Judith Smits Rest in Peace

This tribute is several months overdue. Judith Smits died in July. She lived the vast majority of her life as a nun in the order of St. Agnes. She began her ministry as a teacher, but found her true vocation as a champion of the cause of social justice. Her ministry took her all over the United States, but she lived the last twenty years in Mobile. She ran Catholic Social Services for ten years, got grant money for it, founded a pharmacy there, and challenged her clients, most of whom were homeless, to take charge of their lives. She had the official name of the organization changed from Catholic Charities to Catholic Social Services because as she put it, “we are not about charity….we are about empowerment.” Each time a death sentence was carried out in Alabama, Judith was always camped out in front of the cathedral praying for the end of the death penalty, and for the soul of the one to be executed. Before she got sick she ran The Quest for Social Justice and founded the “Bridges” program there to address the racial divide in Mobile and in the state.  The last time I saw her she was attending a rally protesting the recently passed immigration bill. She carried with her an oxygen tank to help her cope with her worsening case of pulmonary fibrosis. I told her how sorry I was that she was sick to which she replied in her matter of fact Midwestern accent, “Well I’ve had a good life….I just hope I’ve made some sort of difference.”

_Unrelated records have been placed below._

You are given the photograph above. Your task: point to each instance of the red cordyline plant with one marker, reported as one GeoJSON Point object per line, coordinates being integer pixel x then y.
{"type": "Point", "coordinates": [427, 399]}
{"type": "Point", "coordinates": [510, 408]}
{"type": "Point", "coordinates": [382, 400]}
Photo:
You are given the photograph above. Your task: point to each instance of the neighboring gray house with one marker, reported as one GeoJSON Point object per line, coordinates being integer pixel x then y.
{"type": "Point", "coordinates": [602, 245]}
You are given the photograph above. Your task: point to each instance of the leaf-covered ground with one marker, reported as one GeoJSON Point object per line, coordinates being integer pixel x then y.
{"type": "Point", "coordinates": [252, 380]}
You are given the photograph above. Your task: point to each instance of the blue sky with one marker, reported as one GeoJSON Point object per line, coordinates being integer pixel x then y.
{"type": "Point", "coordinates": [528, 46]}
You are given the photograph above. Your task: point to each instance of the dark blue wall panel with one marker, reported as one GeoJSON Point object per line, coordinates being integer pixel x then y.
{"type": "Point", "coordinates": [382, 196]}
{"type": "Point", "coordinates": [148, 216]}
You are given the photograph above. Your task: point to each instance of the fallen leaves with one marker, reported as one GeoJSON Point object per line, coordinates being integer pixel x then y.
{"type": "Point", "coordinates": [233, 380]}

Over my years here in Mobile whenever I have attended any sort of meeting that dealt with justice issues or issues of well being for our least, she was always there. A voice in my head would tell me if Judith Smits were here, then I must be in the right place. Her faith was a “doing faith;” she walked the talk; her words were prophetic and inspiring; she lived close to her creative soul. I was told by a close friend of hers that she had received a full seminary education, earning a doctorate in theology anticipating the day when the Roman Church would begin ordaining women. That was during the pontificate of John 23rd when such a hope was not all that far fetched. The last two popes slammed the door on such a possibility, and Judith never realized her dream of becoming a priest.

But priest she was indeed, bearing the sacraments of sacrifice, compassion and mercy to the world around her, changing it for the better. I wonder what she would have to say to Pope Benedict about his ongoing effort to crack down on the nuns who are outspoken on matters of social justice these days. I wouldn’t want to take her on. For me she is a model for the faithful, intrepid in her vocation, no matter the mundane byways her ministry led her. She carried herself with understated joy, but with a brimful passion. Her obituary said that she died peacefully….I trust that is so, for she as much as anyone I know or have known is worthy of the peaceful rest a life of sacrifice brings. Still I can’t imagine her resting for long. Perhaps there is vocation in the next life, and if there is, she would surely be about it, still creating, engendering the community into which God calls us. Fare forward dear Judith…may you live on in perpetual light, and may your work here in earth make all the difference.